Итальянская новелла Возрождения - Франко Саккетти 19 стр.


Фра Микеле не находил себе места от бешенства при виде несносного поведения жены Уголино и говорил про себя: «Господи боже мой, окажи ты мне великую милость, чтобы умерла моя жена и умер бы Уголино; мне наверняка следовало бы жениться на этой бабе, чтобы выбить у нее дурь из головы».

Проведя этот вечер с грехом пополам, фра Микеле наутро отправился в Имолу.

Случилось так, что на следующий год Романью посетил мор, от которого померли и Уголино и жена фра Микеле. Несколько месяцев спустя, когда мор прекратился, фра Микеле приложил все свои старанья к тому, чтобы добиться руки мадонны Дзоанны. И наконец желания его исполнились. После того как эта добрая женщина обвенчалась и вечером направилась к брачному ложу, где она надеялась получить то угощение, которым угощают невест, фра Микеле, еще не проглотивший тосиньянского салата, угостил ее дубинкой. Ударив раз, он без передышки надавал ей столько, что всю ее искалечил. И сколько она ни кричала, ему было все нипочем, словно он просто-напросто ее накормил; а потом пошел спать. На третий вечер фра Микеле приказывает ей нагреть воды, так как он, мол, хочет вымыть себе ноги. Жена так и делает и уж не говорит: «Иди, сам нагрей». Но когда она сняла воду с огня и перелила ее в таз, фра Микеле обжег себе все ноги, настолько вода была горяча. Почувствовав это, он, недолго думая, снова наполняет кувшин, ставит его на огонь, чтобы вода вскипела. Как только она закипела, он берет таз, наливает в него воду и говорит жене:

— А ну-ка, сядь. Я хочу вымыть тебе ноги.

Та не хотела, но наконец — от греха подальше — решила согласиться. Муж моет ей нога кипятком, а жена визжит и подбирает под себя ноги. Фра Микеле снова опускает их в воду и, дав ей тумака, говорит:

— Не болтай ногами.

Жена говорит:

— Несчастная, я вся сварилась.

А фра Микеле:

— Говорят: бери жену, чтобы она тебе варила, а я взял тебя, чтобы тебя сварить, пока ты меня не сварила.

Коротко говоря, он так ее сварил, что больше двух недель она не могла ходить, так как ступать ей было уже не на что.

И как-то в другой раз фра Микеле ей сказал: «Сходи за вином». Жена, которая едва могла ходить, взяла кувшин и с трудом, как могла, пошла за вином.
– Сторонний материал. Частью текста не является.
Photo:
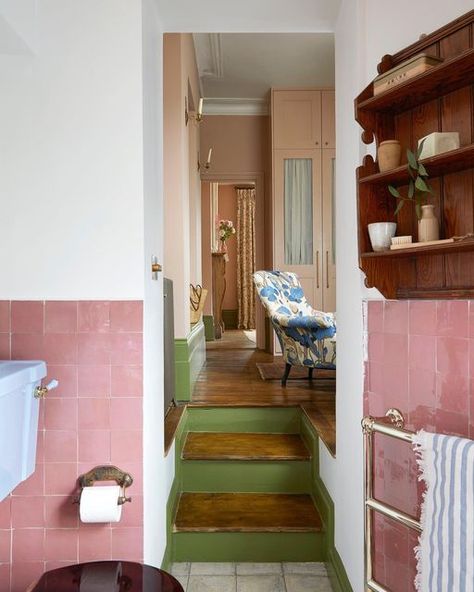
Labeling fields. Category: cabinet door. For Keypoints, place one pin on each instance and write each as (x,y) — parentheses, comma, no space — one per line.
(297,217)
(296,119)
(328,229)
(328,119)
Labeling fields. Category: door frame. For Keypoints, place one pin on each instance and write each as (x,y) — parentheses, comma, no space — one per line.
(258,179)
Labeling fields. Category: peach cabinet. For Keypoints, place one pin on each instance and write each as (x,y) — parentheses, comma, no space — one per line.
(303,173)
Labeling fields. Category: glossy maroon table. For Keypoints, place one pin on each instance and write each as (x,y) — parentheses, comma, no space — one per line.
(131,577)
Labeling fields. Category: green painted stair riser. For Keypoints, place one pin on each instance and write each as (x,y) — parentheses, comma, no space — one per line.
(248,546)
(284,420)
(246,476)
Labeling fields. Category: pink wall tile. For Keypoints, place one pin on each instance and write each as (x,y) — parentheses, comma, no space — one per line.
(127,381)
(94,446)
(94,317)
(95,543)
(5,546)
(4,346)
(61,317)
(94,414)
(28,511)
(94,381)
(28,544)
(422,317)
(126,316)
(60,544)
(4,316)
(27,317)
(422,368)
(95,350)
(25,573)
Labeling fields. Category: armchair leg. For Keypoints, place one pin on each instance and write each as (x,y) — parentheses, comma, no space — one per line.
(286,374)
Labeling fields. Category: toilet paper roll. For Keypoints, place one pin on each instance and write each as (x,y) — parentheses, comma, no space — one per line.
(101,577)
(99,504)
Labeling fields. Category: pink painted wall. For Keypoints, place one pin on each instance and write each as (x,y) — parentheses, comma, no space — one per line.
(420,360)
(206,245)
(228,211)
(94,349)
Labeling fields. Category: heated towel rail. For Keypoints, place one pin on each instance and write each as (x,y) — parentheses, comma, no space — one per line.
(391,425)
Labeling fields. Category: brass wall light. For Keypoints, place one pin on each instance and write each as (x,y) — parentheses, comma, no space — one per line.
(197,116)
(207,164)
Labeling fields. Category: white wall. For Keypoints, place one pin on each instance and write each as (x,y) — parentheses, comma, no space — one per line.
(71,194)
(158,470)
(366,30)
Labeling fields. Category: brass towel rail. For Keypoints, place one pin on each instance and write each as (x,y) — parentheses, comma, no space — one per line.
(393,425)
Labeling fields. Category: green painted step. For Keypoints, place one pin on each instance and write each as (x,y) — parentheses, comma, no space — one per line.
(247,527)
(245,476)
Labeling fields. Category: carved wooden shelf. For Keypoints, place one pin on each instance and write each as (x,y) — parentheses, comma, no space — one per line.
(449,162)
(441,99)
(450,75)
(466,245)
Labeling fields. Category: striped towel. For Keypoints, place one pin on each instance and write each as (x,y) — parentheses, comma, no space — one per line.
(445,553)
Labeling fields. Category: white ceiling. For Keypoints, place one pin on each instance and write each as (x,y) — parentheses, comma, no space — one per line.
(247,65)
(182,16)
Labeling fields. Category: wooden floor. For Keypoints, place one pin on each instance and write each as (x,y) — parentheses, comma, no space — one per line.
(246,512)
(244,446)
(230,378)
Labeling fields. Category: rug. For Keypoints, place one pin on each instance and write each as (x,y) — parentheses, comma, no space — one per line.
(274,371)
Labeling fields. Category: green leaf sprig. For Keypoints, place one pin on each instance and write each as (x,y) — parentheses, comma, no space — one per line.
(418,187)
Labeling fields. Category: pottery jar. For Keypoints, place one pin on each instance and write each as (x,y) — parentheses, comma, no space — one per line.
(428,227)
(388,155)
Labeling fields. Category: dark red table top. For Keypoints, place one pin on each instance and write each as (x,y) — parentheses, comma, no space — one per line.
(108,576)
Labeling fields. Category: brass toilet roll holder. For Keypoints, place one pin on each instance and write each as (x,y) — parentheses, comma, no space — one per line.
(106,473)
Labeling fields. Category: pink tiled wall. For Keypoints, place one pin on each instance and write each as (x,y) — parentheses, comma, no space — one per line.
(94,349)
(420,360)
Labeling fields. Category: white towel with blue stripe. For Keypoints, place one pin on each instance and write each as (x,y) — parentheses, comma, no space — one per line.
(445,554)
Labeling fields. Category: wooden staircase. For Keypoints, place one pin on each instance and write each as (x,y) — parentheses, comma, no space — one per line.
(246,497)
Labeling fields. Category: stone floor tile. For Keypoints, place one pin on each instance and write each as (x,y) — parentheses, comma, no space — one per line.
(306,583)
(180,569)
(248,569)
(309,567)
(273,583)
(212,569)
(205,583)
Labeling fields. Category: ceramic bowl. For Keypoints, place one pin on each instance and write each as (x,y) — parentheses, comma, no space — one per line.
(381,234)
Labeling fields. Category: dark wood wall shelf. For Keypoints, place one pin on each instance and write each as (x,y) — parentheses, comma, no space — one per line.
(441,99)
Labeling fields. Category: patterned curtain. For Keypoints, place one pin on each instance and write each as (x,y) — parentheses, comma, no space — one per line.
(246,257)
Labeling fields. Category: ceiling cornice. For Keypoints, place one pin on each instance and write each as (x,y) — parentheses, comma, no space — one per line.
(209,56)
(235,106)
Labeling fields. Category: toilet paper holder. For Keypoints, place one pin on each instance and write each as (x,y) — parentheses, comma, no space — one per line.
(106,473)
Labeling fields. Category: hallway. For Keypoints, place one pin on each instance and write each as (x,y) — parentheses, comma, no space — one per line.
(230,378)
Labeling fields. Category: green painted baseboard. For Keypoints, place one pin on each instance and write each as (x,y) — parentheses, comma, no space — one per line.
(230,318)
(208,321)
(190,355)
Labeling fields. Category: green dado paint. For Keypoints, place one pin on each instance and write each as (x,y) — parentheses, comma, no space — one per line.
(255,476)
(190,355)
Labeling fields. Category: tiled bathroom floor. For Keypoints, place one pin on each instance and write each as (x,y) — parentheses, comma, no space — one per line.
(252,577)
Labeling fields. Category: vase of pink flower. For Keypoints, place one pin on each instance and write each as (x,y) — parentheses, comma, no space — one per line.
(226,230)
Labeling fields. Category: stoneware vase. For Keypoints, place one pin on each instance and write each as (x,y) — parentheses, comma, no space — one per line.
(428,227)
(388,155)
(381,234)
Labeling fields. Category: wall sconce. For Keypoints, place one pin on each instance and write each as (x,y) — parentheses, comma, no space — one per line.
(207,164)
(187,114)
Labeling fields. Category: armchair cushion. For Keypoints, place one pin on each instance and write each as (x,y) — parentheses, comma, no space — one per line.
(307,336)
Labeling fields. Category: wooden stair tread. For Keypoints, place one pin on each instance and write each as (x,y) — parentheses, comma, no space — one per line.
(246,512)
(244,446)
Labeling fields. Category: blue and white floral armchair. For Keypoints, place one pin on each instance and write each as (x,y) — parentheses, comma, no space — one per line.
(307,336)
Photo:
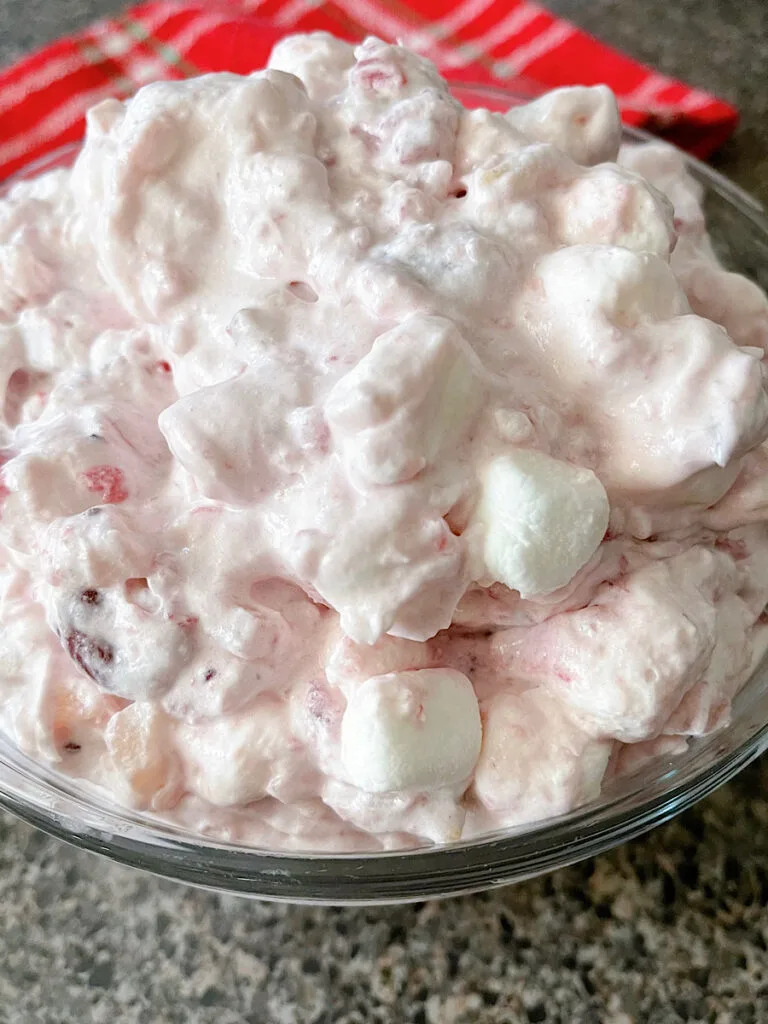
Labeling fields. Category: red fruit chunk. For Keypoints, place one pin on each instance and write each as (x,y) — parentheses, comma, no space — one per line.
(108,481)
(93,656)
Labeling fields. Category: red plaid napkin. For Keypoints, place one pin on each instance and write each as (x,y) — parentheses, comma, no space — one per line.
(44,96)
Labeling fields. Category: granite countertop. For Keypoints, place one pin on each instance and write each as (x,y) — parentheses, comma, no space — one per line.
(670,928)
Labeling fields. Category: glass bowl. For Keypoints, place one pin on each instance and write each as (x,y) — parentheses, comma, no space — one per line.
(85,817)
Когда она стояла на верху лестницы, фра Микеле сзади дал ей тумака, говоря:

— А ну-ка, живей, — и сбросил ее вниз по лестнице, прибавив:

— Ты воображаешь, что я Уголино Кастроне, которому, когда он говорил: «Сходи за вином», ты отвечала: «Сам сходи!»

И так этой самой донне Дзоанне, ошпаренной, бледной и избитой, пришлось делать то, чего она не хотела делать, когда была здоровой.

Далее случилось, что в один прекрасный день фра Микеле Порчелли запер в доме все двери, чтобы справить с женой восьмерицу; она же, заметив это, вылезла через верхнее окно на крышу и пустилась в бегство с одной крыши да другую, пока наконец не добралась до одной из соседок, которая, пожалев ее, спрятала у себя дома. А затем, когда кое-кто из соседей и соседок стали приходить и просить фра Микеле, чтобы он обратно взял к себе жену и жил бы с ней, как полагается, он отвечал, чтобы она возвращалась так же, как ушла, и, если она ушла по крыше, пусть возвращается по крыше, а не каким-либо иным путем, а если она этого не сделает, пусть не надеется когда-либо вернуться в свой дом.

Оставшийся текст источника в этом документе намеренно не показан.